My maternal grandparents were imigrants from Europe. Grandma immigrated from Austria in 1904 at the age of 16; and Grandpa, as an infant with his family from Poland. Grandma boarded a ship in Germany with a family she barely knew, travelled across the ocean in stearage on the ship to a strange country. Unable to speak english, she landed in Halifax then boarded a train and travelled across Canada, taking days until she arrived in Winnipeg where she was met by distant realitives which she'd never met before.
Can you imagine any of our children/grandchildren managing something like this now- a-days? I cannot!

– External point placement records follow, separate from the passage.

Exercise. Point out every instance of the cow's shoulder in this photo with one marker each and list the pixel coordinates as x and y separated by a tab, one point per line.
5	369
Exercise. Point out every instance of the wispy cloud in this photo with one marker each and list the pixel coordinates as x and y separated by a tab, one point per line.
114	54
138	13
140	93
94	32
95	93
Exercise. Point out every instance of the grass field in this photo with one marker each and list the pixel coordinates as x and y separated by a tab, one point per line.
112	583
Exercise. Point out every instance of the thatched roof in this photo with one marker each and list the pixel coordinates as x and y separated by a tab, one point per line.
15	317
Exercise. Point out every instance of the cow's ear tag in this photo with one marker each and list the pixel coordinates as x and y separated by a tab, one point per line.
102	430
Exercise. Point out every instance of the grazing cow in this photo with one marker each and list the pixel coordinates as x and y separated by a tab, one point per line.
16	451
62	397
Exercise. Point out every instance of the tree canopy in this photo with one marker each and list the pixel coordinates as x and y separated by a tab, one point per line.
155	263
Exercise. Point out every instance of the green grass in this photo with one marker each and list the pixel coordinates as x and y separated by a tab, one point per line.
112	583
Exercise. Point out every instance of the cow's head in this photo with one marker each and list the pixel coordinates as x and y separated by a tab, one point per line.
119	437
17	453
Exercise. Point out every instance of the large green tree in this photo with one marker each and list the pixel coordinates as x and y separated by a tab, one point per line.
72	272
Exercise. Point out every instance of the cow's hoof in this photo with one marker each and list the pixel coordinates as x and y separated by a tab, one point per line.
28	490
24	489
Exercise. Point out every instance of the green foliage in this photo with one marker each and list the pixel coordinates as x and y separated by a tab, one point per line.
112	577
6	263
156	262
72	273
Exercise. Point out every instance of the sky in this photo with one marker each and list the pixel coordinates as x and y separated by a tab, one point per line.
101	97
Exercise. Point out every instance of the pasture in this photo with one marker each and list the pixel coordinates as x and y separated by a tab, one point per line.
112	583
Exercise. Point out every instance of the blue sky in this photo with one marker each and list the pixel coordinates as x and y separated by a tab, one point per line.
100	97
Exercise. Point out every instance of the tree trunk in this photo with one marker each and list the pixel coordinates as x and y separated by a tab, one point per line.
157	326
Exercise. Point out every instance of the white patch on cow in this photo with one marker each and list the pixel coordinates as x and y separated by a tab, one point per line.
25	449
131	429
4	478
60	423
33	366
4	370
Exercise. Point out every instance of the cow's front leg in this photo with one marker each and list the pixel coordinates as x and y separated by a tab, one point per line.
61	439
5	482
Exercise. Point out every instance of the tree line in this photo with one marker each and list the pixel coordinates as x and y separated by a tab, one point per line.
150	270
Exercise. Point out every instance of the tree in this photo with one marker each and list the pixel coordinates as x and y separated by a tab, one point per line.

My only memories of Grandma are from the very last year of her life, when she came to live with us so my mother could care for her. She occupied the second largest bedroom in the house, and pretty much never left the hospital bed she was in. To tell the truth, I remember the buzzer my Dad installed in the room, better than Grandma herself. I was 5 yrs old, and the buzzer seemed like a pretty fun thing, especailly when others than Grandma rang it, and Mom went running!
After Grandma was gone, and I was older, I started to listen to the stories my mother and her siblings told about my grandparents life. Sadly, it wasn't until my own mother was gone, that I truely became interested in my heritage. I kept thinking about the things that a young woman coming to Canada at that age would have experienced, and pretty soon a story was floating around my brain - not about Grandma per se, but about a young woman like her. I even gave her a name - Emilie!
My parents were children during the Great Depression. My Grandmother on Dad's side, died shorthly after delivering her tenth child, leaving my grandfather and his eldest daughter (around 12 0r 13 yrs of age) to raise 9 children, one of them a newborn, and the others a little over a year apart in age.
Growing up, I heard many stories of the depression years, and again I did not appreciate what I was hearing until I was much older... then I wished I would have listened more closely!
Soon I placed Emilie in the depression era, and I found a family of motherless children who needed her love and compassion... even if she could barely speak english... and my novel "Winter Wheat" was born.
Over the next few months, I'd like to share my story with you. I have no idea how long it will take to complete the story this way, but once a week, I'll post a few pages for you to read. I hope you enjoy the story, and I really would welcome your comments along the way, if you care to do that.
So check back next week for the first pages of "Winter Wheat."
About the pictures at the top of this post:
The first picture is of my materal Grandparents, taken on what I believe was their only trip back to the "Old Country". I'm not sure of the date, sometime in the late 40's I think. I look at this picture and realize that I am roughly the same age my Grandmother would have been in this picture.... scary!
The second picture is of my father and some of his siblings, taken during the depressionin 1933. My father is the cheeky lad holding the dog front and center. This picture is one of my favorite pictures of all.